For almost five years now, I have worked under the direction of Rev. Dr. Bryan Burton. He introduced me to the rich theology of Dietrich Bonhoeffer and this is where the Prayerbook Project began for me. I asked Bryan to write a post for this blog on Dietrich Bonhoeffer and the Psalms and am happy to include it here.
“For years I’ve read the Psalter daily; there is no other book I know and love so well as this one. I can no longer read Psalms 3, 47, 70 and others without hearing them in the music of Heinrich Schutz. Knowing them in this way belongs to the greatest enrichments of my life.”
So wrote Dietrich Bonhoeffer [DB] to his parents from his Nazi prison cell at Tegel on May 15, 1943. Throughout his life DB not only read the Psalms, but was spiritually formed by them as he became one of the greatest witnesses and martyrs for Jesus Christ the church has ever known. I have come to firmly believe that it was this simple yet rigorous discipline of daily reading the Psalms was monumental in DB’s spiritual formation and the development of his courageous spirit. The fact that he wrote a short yet profound book entitled The Psalms: The Prayerbook of the Bible during the same period of time as Life Together and The Cost of Discipleship gives even greater credence to such a view…the late 1930’s; the height of Nazism and Adolf Hitler; the rise of an idolatrous German church wedded to the Nazi politic…as DB led the renegade seminary for the Confessing Church which provided an alternative and prophetic voice within Germany. Think about it…a Christian community that shared its whole life together, that was fully committed to radical Christian discipleship based upon The Sermon on the Mount and that was daily shaped and formed by the reading and singing of the Psalms.

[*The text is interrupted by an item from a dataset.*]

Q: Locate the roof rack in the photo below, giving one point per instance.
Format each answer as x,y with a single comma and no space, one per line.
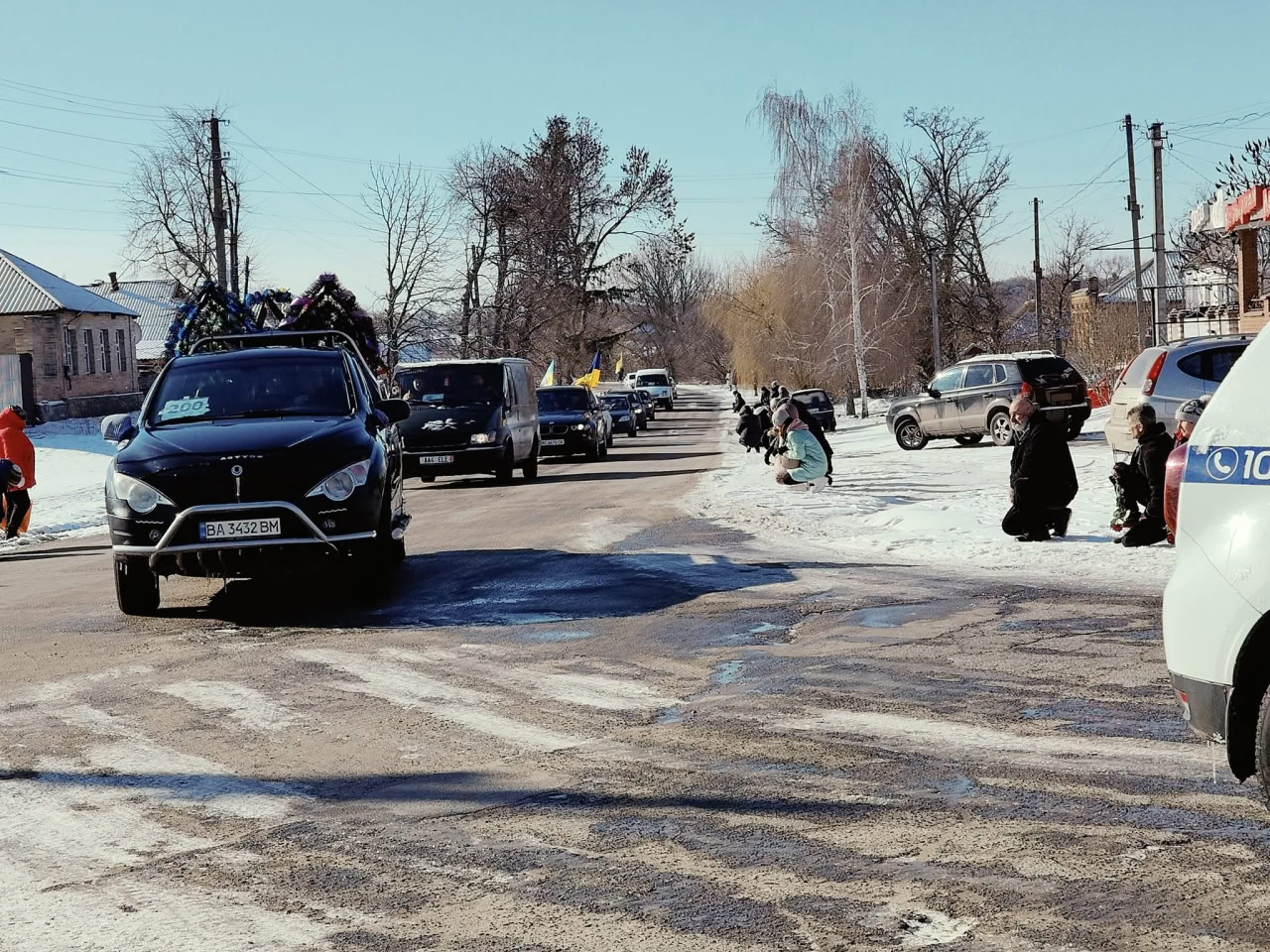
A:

“Wherever the Psalter is abandoned, an incomparable treasure vanishes from the Christian Church. With its recovery will come unsuspected power.”
So wrote DB in The Psalms: The Prayerbook of the Bible. What DB found so amazing was that in the Psalms we have both the Word of God and the prayers and songs of human beings. Later he writes that “the Psalter is the prayer of Christ for his church in which he stands in for us and prays in our behalf…In the Psalter we learn to pray on the basis of Christ’s own prayer [and] as such is the great school of prayer.” DB continues by explaining it this way… “In the first place, we learn here what it means to pray on the basis of the word of God, to pray on the basis of promises…In the second place, we learn by praying the Psalter what we should pray for just as surely as the range of the prayers of the Psalms goes far beyond the experience of any individual, we still pray the whole prayer of Christ in faith, the prayer of the one who was the truly human being and who alone has taken into his life the full range of the experiences of this prayer…In the third place, praying the psalms teaches us to pray as a community…the deeper we penetrate into the Psalms and the more often we ourselves have prayed them, the simpler and richer our own prayer will become.”
As the 100th Anniversary of Dietrich Bonhoeffer’s birth approaches, I implore the Christian Church and every Christian, of every creed and denomination, to recover the reading and singing of the Psalms for our day. We need to be and become a people who are formed by the Psalms to be courageous in our witness to Jesus Christ in our own day. We need to be and become a Christian community that lives all of life together, committed to a radical life of Christian discipleship, formed by the deep and turbulent waters of the Psalms. With Bonhoeffer, I believe with their recovery will come unsuspected power to every Christian and to the Church. I cry with the Psalmist “How long O Lord, How long?” (Psalm 6)
Bryan Burton is the Senior Pastor at John Knox Presbyterian Church and Adjunct Professor of Christian Theology at Fuller Theological Seminary and Mars Hill Graduate School in Seattle, WA.